Fortunately, as you continue to pretend not to understand what people are telling you, we can defer to ChatGPT. Normally I wouldn't do this, but you, specifically -- magicalkittycat -- as a poster, have previously claimed that AI output is "impartial" and "neutral", which you then use as evidence for your positions ("the robot agrees with me!"). So let's see what it says:
Incredible strawman,.you don't even realize that if you want to prove you're trying to get a neutral opinion you need to show the prompt.
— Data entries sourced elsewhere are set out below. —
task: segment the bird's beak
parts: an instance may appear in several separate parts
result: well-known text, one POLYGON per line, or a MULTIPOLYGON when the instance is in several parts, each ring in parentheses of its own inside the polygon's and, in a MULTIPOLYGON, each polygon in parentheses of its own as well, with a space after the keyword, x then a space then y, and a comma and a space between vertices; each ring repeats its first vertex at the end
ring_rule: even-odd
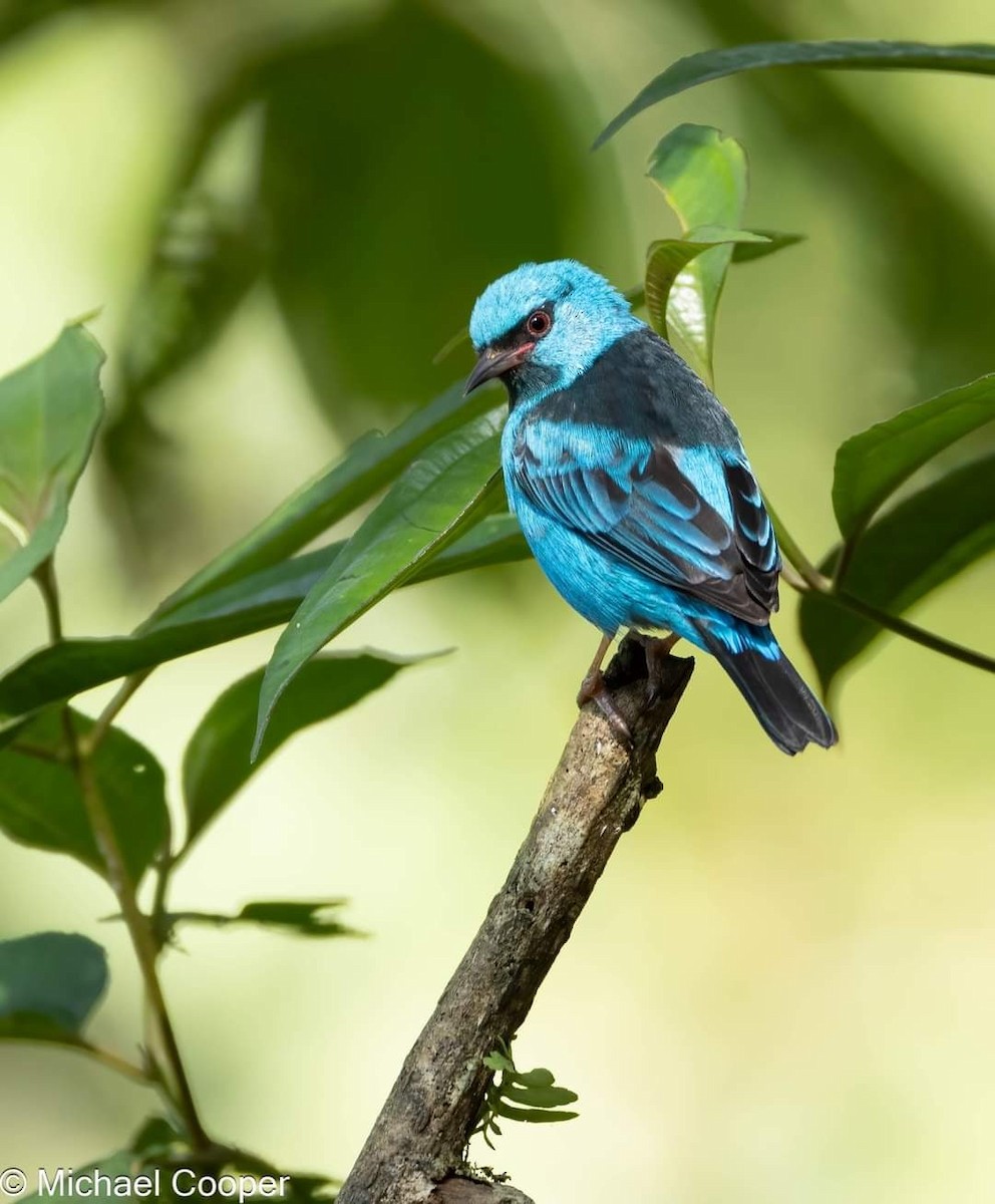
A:
POLYGON ((517 367, 535 343, 522 343, 520 347, 511 347, 505 350, 497 350, 493 347, 485 347, 480 353, 473 372, 467 380, 463 396, 473 393, 474 389, 484 384, 485 380, 493 380, 494 377, 504 376, 510 368, 517 367))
I also assume you did not go on a fresh copy either then.
Let's try with a neutral prompt
The recent Nowak case where police believed the lies of the stabber over the victim who was lying on the ground, how relevant of an example would you say that domestic abuse victims being assumed as the perpetrators makes to the case?
Scroll down to the summary
So I would say the domestic-abuse comparison is moderately relevant if the point being made is:
"Police can sometimes incorrectly identify the victim as the offender when they accept an aggressor's account too readily."
That is a recognizable pattern across different contexts.
How about attempt at a neutral prompt (again, on a completely new instance without memory!) regarding the overall question if this is a known problem
Is it or is it not a known issue in policing that victims are sometimes not believed and perpetrators who remain calm and talk to police first are?
Reply is
Yes. It is a well-documented issue in policing, criminal investigations, and psychology that victims are sometimes disbelieved while perpetrators who appear calm, composed, or credible may initially be believed.
So there we go. I tried to be neutral and not let it know which side I wanted and it is a well documented issue.
So, would you prefer to (a) retract your claim that the domestic violence thing is relevant, or (b) retract your claim that AI is neutral and impartial, and never use it again to try and score points on TheMotte?
Stop strawmanning and start giving your prompts you use on fresh chat without any memory. "AI is a useful tool for a neutral perspective when done properly" is not "AI is always neutral! Just give it whatever answer you wanted to hear, wow so cool"
Wow incredible! I have a job and family and other hobbies and don't prioritize replying to every single comment here.
I feel like you're telling on yourself, and what you think of the userbase, really hard here if you think being a well adjusted individual with an active life is an odd thing. No offense but you might really need some grass touching dude.
I think most of the prosecutions were over the top. If you have cops threatening you, it’s not unusual for you to fight back.
Unusual? Yes, people attacking cops (especially in the way you can see on video, beating them while they're on the ground with metal rods and other weapons) is actually pretty rare.
But even if it was not that unusual its still illegal to beat up a bunch on cops. They were tried and convicted under a jury of their peers. A pardon does not change that they were found guilty, it is an act of clemency over the punishment itself.
If you want to take it a "it's normal to take a giant rod and slam it down on a cop while they've been knocked down on the floor" approach feel free to do so, most Americans do not agree.

I live in the East Coast, that was 10:48am my time on a Thursday. I have a job, I had a meeting at 11.
I don't know what time zone you live in but "Hey I have a job that keeps me busy often" and "Hey I have to go during peak job hours at my time zone" should be expected together??